By Rabbi Dr. Sanford H. Shudnow
Special to WJW
This week’s Torah portion is Vayikra,
I spoke with a Christian clergyman about the idea of writing a book on the Book of Genesis. He responded with enthusiasm, even saying that the Book of Exodus is also a good book. But he warned me to avoid Leviticus and Numbers. I understood his great hesitancy because I have studied the attitudes of other religions, even including some in Judaism, who would rather that Leviticus, known as Vayikra, was not part of the Torah.
This line of thinking is misguided and demonstrates the lack of devotion given to the study of the more complex text of biblical literature. Many want to imbibe the pabulum of religion, to get, as they used to say, their warm fuzzies without much expenditure of effort.
While Leviticus may be the most complex book of Torah, devoid of almost any narrative, it is in my estimation the most significant, core work of the five books of the Torah, and is often referred to as the book of holiness.
Yes, Leviticus deals in the main with sin and its expiation. The major method delineated for atonement is by means of the offering of korbanot (animal sacrifices). The Book of Exodus ended with the building of the Mishkan (Holy Tabernacle), the portable sanctuary for the wanderings of the Israelites in the wilderness. Now, it was in readiness for the worship of God and to set aright the relationship of every person to God, on the individual level and as a nation as a whole.
Every category of person is dealt with, whether kohen (priest), elder or commoner. No one is free of responsibility of setting himself or herself straight with God.
One is struck by the mitzvah (commandment) of setting aright the relationship of the entire nation to God when they err, even when it does not come to their attention, until later.
“If it is the whole community of Israel that has erred and the matter escapes the notice of the congregation, so that they do any of the things which by the LORD’s commandments ought not to be done, and they realize their guilt — when the sin through which they incurred guilt becomes known, the congregation shall offer a bull of the herd as a sin offering, and bring it before the Tent of Meeting (Leviticus 4:13-14).”
Now, guilt is as great an asset in Judaism as it is in other religions.
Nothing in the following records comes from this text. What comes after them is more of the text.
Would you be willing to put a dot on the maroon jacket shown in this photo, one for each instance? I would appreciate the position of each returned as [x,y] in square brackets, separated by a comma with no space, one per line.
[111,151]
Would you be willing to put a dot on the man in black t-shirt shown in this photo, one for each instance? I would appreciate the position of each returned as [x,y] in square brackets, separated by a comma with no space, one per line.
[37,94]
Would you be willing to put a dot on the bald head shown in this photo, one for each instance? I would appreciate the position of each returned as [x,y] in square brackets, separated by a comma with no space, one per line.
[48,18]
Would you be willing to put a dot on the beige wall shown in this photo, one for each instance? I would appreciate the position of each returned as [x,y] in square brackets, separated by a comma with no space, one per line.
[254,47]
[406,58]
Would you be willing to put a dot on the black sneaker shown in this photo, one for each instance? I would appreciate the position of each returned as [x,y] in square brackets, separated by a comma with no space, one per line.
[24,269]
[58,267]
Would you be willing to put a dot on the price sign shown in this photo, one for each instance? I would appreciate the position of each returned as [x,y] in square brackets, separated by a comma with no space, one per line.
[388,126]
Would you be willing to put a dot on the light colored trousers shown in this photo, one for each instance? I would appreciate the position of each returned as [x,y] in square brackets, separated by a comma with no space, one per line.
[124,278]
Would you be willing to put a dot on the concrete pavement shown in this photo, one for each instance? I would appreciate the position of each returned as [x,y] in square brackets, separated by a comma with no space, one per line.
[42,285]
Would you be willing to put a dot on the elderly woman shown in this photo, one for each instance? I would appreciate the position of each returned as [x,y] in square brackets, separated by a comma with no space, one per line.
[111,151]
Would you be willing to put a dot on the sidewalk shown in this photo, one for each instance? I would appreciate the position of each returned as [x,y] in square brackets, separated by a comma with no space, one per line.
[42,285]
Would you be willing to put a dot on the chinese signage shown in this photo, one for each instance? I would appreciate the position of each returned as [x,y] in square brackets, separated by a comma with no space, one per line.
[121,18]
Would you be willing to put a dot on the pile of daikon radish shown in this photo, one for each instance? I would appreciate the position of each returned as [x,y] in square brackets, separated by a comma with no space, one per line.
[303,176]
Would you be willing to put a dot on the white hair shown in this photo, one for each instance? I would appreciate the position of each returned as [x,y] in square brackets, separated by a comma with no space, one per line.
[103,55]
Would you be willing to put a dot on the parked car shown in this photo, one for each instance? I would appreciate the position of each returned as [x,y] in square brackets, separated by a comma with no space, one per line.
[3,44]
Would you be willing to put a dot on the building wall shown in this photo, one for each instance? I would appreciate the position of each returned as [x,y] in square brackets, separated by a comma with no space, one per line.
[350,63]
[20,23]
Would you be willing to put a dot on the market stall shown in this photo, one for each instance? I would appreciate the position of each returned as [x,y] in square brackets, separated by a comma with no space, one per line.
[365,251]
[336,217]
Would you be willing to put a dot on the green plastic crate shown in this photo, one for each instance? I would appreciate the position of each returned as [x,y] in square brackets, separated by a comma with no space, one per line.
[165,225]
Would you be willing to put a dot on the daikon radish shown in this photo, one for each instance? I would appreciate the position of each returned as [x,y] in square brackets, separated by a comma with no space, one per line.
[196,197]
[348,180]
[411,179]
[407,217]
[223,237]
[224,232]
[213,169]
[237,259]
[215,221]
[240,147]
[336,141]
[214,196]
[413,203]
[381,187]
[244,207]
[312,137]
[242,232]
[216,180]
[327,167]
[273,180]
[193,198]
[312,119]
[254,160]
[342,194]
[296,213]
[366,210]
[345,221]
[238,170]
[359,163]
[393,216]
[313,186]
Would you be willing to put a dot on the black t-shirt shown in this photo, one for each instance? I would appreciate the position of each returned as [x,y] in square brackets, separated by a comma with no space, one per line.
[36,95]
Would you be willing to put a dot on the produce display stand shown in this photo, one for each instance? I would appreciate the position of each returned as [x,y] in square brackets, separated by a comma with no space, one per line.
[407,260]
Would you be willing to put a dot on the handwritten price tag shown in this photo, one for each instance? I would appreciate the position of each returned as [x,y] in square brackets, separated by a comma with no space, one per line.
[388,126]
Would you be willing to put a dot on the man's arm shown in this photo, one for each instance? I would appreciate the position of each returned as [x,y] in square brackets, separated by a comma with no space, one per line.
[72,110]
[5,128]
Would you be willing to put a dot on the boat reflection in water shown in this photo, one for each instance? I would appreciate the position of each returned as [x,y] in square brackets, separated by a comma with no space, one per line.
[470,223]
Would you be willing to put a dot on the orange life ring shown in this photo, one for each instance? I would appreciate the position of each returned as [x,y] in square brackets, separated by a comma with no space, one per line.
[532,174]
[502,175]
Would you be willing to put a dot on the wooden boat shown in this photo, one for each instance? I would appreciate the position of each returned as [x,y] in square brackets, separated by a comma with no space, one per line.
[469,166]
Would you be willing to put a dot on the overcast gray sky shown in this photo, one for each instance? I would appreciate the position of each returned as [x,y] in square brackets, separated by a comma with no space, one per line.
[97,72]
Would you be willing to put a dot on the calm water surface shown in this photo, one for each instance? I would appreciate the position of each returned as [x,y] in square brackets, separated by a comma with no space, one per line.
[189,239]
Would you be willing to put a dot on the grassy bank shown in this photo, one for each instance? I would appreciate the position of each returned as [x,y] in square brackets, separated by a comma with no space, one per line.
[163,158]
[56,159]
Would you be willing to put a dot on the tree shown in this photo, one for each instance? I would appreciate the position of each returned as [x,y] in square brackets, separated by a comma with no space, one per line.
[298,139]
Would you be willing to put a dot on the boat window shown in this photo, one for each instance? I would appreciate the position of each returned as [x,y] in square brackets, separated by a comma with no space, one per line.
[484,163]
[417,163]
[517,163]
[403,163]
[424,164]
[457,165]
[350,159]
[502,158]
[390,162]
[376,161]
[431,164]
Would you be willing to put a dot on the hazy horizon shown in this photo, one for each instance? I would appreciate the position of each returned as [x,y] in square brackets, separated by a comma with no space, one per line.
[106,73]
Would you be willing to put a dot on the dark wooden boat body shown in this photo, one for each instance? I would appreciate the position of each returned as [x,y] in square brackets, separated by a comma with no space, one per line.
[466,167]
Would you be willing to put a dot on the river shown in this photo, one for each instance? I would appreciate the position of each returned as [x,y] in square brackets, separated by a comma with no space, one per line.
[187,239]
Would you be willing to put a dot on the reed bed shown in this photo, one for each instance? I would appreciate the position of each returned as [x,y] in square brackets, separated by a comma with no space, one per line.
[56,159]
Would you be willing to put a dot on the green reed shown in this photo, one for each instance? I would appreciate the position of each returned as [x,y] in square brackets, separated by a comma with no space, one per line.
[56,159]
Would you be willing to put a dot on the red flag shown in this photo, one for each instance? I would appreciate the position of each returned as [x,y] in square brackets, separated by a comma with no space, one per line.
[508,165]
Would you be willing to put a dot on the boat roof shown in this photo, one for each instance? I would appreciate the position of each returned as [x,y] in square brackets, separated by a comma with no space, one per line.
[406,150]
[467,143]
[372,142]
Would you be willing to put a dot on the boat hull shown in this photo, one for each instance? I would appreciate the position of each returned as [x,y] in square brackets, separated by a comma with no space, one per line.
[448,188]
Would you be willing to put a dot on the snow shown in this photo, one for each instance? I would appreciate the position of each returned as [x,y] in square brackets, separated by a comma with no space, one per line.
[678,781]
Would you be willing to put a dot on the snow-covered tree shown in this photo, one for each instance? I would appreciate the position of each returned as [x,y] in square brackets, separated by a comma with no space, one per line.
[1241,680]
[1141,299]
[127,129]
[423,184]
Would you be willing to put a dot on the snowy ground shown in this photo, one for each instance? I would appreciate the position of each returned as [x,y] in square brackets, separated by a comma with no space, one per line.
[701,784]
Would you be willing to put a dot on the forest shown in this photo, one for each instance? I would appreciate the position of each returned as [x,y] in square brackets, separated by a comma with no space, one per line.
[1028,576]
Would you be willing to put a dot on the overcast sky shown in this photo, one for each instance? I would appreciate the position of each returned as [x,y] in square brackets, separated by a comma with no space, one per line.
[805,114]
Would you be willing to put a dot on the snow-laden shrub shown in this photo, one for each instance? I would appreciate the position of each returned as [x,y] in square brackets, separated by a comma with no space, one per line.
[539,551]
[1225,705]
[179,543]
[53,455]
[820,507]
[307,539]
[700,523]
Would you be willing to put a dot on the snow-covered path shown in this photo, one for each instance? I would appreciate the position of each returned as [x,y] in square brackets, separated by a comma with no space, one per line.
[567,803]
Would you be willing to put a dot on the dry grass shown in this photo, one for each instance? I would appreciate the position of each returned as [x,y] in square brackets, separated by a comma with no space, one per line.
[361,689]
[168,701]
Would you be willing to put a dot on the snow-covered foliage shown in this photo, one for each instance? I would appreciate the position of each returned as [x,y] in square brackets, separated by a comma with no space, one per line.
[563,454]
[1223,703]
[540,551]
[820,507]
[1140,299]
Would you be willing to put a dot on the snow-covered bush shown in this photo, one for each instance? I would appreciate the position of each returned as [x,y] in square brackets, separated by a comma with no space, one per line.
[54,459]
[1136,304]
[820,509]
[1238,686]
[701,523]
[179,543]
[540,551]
It helps us stay on the right course, helping us to self-adjust and correct ourselves.
The Torah acknowledges that humans are just that — human. They are subject to flaws and frailties. The Torah, in acknowledging this, allows for the antidote, through sacrifice, repentance, charity and prayer, along with many other methods especially gemilut hasadim (deeds of lovingkindness).
Often, people loathe to admit their own guilt. They prefer to point the finger in every direction but at themselves. Is there anyone who is free of all guilt and sin? Ecclesiastes (Kohelet) said it best: “Surely there is no one on earth so righteous as to do good without ever sinning” (7:20).
Casting blame on others seems to be quite common; admitting one’s guilt, coming to terms with it and trying to atone for it is so much more difficult.
It is interesting to note, the rabbis interpret the phrase kol Adat Yisrael (the whole community of Israel) to mean the Sanhedrin — the highest religious leadership of the Jewish people. We cannot avoid the message that the nation’s peoplehood is embodied in its religious, moral and ethical leadership.
We are taught that the first step in teshuvah (repentance) is public acknowledgment of the sin, the error. After that, all is possible. Without that vital step, all is lost.
If only the many nations and religious groups who constitute the human race would embrace the concept of teshuvah through which we seek atonement for hurtful words and/or deeds, I believe that humanity would move forward, and people’s lives would be enhanced.
Rabbi Dr. Sanford H. Shudnow served 22 years as a Navy chaplain. His last duty station is now known as Walter Reed National Military Medical Center.